Data visualization principles, derived from decades of research in design and perception, ensure proper visual communication. While prior work has shown that large language models (LLMs) can generate charts or flag misleading figures, it remains unclear whether they and their vision-language counterparts (VLMs) can reason about and enforce visualization principles directly. Constraint based systems encode these principles as logical rules for precise automated checks, but translating them into formal specifications demands expert knowledge. This motivates leveraging LLMs and VLMs as principle checkers that can reason about visual design directly, bypassing the need for symbolic rule specification. In this paper, we present the first systematic evaluation of both LLMs and VLMs on their ability to reason about visualization principles, using hard verification ground truth derived from Answer Set Programming (ASP). We compiled a set of visualization principles expressed as natural-language statements and generated a controlled dataset of approximately 2,000 Vega-Lite specifications annotated with explicit principle violations, complemented by over 300 real-world Vega-Lite charts. We evaluated both checking and fixing tasks, assessing how well models detect principle violations and correct flawed chart specifications. Our work highlights both the promise of large (vision-)language models as flexible validators and editors of visualization designs and the persistent gap with symbolic solvers on more nuanced aspects of visual perception. They also reveal an interesting asymmetry: frontier models tend to be more effective at correcting violations than at detecting them reliably.
Paper Structure (35 sections, 1 equation, 4 figures, 3 tables)

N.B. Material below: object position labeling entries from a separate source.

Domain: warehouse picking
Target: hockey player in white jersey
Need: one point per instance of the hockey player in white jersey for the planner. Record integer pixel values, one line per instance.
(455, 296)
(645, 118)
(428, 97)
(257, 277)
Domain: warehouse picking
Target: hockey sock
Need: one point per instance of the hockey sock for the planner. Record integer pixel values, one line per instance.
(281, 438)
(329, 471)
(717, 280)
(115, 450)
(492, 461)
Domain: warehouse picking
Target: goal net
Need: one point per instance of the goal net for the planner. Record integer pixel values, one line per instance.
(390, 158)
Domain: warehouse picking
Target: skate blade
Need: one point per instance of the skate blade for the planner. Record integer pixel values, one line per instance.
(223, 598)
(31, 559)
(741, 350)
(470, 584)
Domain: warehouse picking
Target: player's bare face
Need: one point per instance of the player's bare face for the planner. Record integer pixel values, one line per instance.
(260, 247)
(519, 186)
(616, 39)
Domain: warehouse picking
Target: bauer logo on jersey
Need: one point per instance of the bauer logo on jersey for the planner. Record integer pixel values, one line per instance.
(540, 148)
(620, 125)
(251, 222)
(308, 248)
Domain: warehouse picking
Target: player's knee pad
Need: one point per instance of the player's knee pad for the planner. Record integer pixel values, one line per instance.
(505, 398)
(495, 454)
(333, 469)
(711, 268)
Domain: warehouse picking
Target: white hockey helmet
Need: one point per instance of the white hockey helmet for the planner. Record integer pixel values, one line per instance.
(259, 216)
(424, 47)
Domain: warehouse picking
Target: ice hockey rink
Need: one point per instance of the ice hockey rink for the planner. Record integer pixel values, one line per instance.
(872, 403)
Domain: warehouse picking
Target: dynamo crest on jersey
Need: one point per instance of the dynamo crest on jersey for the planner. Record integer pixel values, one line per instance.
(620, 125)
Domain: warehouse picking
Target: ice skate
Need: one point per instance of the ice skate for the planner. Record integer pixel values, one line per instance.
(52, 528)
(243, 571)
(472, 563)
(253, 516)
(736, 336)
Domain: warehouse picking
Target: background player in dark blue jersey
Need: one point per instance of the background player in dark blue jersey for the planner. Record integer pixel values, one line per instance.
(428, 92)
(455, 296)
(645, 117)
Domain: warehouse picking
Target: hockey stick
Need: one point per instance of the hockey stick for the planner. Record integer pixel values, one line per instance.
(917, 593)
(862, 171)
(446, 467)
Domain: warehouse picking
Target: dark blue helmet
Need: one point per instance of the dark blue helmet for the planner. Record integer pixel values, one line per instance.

This paper contains 35 sections, 1 equation, 4 figures, 3 tables.

Figures (4)

  • Figure 1: Bridging symbolic and language-based reasoning for visualization principle checking. Given a chart specification and its corresponding rendering (A), we automatically check compliance with visualization principles using two complementary reasoning approaches: formal verification via handcrafted ASP constraints and language/image-based reasoning from natural-language prompts and chart renderings (B). The detected infractions are then compared (C), with performance metrics evaluated across both checking and fixing tasks.
  • Figure 2: Overview of the benchmark datasets and generation pipeline.(A) The synthetic dataset is produced by sampling Draco chart specifications from tabular data, automatically generating Vega-Lite renderings and ground-truth annotations of design principle violations. A Kullback–Leibler (KL) divergence filter ensures balanced coverage across violation types by accepting only candidates that improve uniformity in the distribution of problems. (B) The real visualization dataset complements the synthetic corpus by translating human-authored Vega-Lite specifications from GitHub into Draco grammar, enabling principle-level analysis of authentic visualization practices.
  • Figure 3: Evaluation setup for assessing LLM understanding of visualization principles. Each chart instance is defined by its Vega-Lite specification and annotated with one or more principle violations (e.g., high_cardinality_shape, stack_discrete, number_categorical). Structured prompts (five semantically equivalent variants per principle) are used to query each model. Model outputs, expressed in a fixed JSON schema, are validated and compared to the reference annotations to compute F1-scores across all principles.
  • Figure 4: Model performance across mark types and problem categories.(A) Mean F1-scores by mark type, showing how different visual encodings influence model accuracy. (B) Mean F1-scores by principle sorted by Gemini-2.5-Flash performance.